DIE LINKE Bielefeld sammelt innerhalb von 2 Monaten bereits 5.300 Unterschriften für Einwohnerantrag zum Erhalt der Bürgerberatungen.

Die Bürgerberatungen Brake, Schildesche, Hillegossen, Gadderbaum und Dornberg sollen zum Jahresende 2015 für immer geschlossen werden.Klappt dieser Vorstoß, dürften 2016 Jöllenbeck, Senne und Sennestadt folgen, und 2017, rechtzeitig vor der Kommunalwahl, womöglich Heepen und Brackwede.

Aufgrund dieser Kürzungspolitik werden alle Einwohner Bielefelds ins Rathaus fahren müssen – Senioren, Eltern mit Kleinkindern und Behinderte ebenfalls. Der Andrang dort wird wachsen, Geschäfte in den Außenbezirken werden Bedeutung und Kunden verlieren.
In der Zentrale galt ursprünglich „Wartezeit nicht mehr als 15 Minuten“. Heute stehen Einwohner zum Teil stundenlang Schlange, die Sitzplätze in der Wartezone reichen häufig nicht.
Grund: Die zentrale Bürgerberatung ist nicht belastungsgerecht besetzt.

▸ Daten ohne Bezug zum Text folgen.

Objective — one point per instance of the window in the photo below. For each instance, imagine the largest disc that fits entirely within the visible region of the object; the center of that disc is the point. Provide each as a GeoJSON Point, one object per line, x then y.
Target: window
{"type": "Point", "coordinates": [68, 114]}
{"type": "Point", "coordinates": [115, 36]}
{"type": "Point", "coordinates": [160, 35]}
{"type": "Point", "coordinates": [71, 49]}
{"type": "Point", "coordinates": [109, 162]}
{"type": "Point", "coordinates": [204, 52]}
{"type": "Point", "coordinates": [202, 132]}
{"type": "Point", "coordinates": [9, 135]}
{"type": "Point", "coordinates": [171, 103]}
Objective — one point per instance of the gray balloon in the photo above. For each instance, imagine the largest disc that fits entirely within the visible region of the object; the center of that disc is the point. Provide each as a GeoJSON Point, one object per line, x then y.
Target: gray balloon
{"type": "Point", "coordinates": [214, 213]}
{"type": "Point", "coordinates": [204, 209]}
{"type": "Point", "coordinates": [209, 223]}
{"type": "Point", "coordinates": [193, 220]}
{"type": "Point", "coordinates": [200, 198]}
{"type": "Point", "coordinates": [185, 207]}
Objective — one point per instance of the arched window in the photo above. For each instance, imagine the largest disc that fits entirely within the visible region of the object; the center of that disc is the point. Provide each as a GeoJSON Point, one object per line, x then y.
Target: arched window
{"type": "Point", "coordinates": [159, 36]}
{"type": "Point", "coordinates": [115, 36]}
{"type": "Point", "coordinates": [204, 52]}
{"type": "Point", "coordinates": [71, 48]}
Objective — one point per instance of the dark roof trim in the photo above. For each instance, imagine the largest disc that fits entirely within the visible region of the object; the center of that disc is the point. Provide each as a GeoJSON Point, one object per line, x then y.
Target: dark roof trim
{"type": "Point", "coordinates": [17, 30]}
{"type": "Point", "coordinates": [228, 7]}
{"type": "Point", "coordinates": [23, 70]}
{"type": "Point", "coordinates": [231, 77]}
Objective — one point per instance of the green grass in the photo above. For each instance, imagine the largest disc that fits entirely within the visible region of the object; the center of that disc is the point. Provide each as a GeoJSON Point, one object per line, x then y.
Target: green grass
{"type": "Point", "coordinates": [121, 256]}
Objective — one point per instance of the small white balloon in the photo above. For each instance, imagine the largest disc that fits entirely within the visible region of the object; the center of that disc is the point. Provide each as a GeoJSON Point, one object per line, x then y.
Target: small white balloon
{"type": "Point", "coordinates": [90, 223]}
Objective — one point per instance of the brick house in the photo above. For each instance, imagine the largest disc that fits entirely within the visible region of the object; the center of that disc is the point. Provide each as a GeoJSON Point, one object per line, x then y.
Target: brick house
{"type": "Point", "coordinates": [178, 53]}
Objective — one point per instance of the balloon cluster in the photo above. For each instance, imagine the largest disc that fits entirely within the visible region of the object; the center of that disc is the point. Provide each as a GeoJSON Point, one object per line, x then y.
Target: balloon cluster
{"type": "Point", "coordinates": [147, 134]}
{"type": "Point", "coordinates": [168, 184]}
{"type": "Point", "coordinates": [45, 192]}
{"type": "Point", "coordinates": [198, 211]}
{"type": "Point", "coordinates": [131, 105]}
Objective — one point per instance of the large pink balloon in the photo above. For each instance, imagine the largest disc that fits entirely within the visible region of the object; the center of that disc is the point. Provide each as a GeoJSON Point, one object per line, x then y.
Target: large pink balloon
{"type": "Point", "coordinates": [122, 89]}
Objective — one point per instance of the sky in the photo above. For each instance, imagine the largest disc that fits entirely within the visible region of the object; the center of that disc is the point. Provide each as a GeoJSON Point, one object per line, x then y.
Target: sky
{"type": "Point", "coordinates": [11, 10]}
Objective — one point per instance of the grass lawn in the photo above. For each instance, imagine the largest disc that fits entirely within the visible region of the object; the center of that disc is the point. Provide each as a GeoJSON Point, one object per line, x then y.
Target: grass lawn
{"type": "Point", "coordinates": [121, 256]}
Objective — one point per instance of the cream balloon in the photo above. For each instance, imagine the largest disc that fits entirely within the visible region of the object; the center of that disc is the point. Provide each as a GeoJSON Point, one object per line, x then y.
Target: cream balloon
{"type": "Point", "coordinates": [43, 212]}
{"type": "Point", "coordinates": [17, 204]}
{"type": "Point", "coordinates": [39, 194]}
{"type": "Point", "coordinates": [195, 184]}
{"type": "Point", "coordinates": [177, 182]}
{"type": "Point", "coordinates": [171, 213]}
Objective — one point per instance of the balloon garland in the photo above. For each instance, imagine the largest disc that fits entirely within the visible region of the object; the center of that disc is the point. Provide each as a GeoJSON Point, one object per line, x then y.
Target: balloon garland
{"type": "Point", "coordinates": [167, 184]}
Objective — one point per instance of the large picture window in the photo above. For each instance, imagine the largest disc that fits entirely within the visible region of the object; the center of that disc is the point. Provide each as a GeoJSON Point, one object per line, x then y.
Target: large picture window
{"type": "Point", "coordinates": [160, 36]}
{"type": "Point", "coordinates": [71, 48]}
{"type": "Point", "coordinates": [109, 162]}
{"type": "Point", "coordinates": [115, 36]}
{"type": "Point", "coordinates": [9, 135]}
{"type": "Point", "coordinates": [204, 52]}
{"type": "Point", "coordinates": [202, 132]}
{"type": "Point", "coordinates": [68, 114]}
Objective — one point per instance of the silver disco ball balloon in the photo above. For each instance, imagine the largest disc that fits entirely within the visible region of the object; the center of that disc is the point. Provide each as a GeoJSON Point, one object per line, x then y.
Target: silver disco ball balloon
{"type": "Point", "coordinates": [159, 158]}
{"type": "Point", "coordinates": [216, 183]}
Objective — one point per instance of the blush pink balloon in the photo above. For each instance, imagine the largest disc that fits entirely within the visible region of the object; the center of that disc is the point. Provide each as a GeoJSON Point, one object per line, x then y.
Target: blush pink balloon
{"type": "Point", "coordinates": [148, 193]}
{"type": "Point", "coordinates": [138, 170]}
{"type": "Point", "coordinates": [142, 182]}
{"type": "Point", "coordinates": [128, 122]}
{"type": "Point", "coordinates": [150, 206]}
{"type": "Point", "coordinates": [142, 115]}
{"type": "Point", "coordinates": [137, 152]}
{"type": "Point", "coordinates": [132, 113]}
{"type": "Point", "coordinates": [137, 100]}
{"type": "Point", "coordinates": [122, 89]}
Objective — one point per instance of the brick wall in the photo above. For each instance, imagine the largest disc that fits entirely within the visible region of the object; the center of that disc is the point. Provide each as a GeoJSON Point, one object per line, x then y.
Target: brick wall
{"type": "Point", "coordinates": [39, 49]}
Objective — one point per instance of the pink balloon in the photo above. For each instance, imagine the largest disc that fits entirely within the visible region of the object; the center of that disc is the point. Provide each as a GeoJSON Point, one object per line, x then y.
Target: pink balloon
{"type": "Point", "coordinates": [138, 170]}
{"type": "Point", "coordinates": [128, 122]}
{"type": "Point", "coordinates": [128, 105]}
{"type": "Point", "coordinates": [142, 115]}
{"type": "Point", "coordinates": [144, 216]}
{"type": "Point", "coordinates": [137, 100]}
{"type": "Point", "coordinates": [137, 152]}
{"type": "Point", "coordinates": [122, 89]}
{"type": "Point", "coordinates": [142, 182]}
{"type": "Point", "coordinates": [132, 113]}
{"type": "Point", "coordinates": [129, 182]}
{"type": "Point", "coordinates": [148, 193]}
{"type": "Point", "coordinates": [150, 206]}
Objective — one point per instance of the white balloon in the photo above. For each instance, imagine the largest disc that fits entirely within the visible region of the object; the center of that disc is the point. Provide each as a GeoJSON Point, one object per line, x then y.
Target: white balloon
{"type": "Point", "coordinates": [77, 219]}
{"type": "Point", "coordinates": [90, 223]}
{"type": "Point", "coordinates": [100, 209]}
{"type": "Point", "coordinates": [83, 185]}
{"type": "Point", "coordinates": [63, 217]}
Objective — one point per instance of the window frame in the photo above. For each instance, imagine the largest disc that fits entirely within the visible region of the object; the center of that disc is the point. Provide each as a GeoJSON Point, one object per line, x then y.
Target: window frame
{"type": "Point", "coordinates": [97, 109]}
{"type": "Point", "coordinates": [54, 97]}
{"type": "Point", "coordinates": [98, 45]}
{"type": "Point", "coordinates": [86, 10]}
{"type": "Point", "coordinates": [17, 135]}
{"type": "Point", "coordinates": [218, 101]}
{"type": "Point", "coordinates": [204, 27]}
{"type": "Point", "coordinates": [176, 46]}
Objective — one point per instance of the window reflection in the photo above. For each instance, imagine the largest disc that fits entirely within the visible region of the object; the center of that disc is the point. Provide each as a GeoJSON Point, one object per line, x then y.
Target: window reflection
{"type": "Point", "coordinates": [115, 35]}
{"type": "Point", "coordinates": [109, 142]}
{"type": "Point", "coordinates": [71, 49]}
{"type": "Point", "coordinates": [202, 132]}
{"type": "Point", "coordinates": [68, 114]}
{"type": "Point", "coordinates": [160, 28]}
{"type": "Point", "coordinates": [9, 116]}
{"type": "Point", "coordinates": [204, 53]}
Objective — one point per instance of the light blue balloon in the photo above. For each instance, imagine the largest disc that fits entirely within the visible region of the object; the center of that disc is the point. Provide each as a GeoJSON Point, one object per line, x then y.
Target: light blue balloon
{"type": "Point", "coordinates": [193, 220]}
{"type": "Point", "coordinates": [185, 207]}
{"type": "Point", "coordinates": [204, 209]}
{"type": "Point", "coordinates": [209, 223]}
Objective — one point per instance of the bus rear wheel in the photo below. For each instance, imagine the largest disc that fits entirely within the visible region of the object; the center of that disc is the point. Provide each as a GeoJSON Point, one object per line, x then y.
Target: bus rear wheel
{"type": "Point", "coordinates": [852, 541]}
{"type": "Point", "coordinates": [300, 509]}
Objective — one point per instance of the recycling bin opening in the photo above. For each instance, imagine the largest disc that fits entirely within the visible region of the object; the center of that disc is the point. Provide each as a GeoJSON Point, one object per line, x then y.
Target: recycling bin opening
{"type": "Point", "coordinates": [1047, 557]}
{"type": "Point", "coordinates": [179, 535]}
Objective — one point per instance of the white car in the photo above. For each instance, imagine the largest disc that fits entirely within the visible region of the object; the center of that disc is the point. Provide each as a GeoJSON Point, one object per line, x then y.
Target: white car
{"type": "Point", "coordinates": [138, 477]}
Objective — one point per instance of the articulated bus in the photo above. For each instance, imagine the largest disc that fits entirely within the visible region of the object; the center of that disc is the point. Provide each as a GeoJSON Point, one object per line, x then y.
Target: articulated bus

Wie lang sollen die Wartezeiten noch werden?

Die Folgen solcher Stellenstreichungen erleben die Berliner schon heute. Sie warten wochen-und monatelang auf einen Termin. Die Start-up-Firma dreier Studenten sichert sich Terminlistenplätze und hat schon über 2.000 davon verhökert. Verlängerung vom Personalausweis binnen vier Wochen kostet 25 Euro, kürzere Frist entsprechend mehr. In Bielefeld werden Terminlisten schon jetzt bei der Kfz-Zulassungsstelle geführt, nur noch nicht privat verkauft.

DIE LINKE will das bessere Modell auch für Bielefeld!

Frankfurt vergibt ebenfalls Termine, geht aber den bürgernahen Weg. Die Listen aller freien Termine sind im Internet einsehbar. Einwohner können jede Außenstelle aufsuchen, wo gerade noch Luft ist. Auch für Bielefeld ist dieses Modell zukunftsfähig. Dazu gehört natürlich auch, dass die Bürgerberatungen nicht mehr im Verborgenen blühen. Über ihrem Eingang müssen weithin sichtbare Schilder, genau wie am Rathaus. Damit bekäme OB Pit Clausen eine vernünftige Struktur in seine Verwaltung und die Einwohner würden ohne unzumutbare Wartezeiten mit amtlichen Pflichtleistungen so versorgt, wie es Steuerzahlern in einem ordentlichen Gemeinwesen gebührt.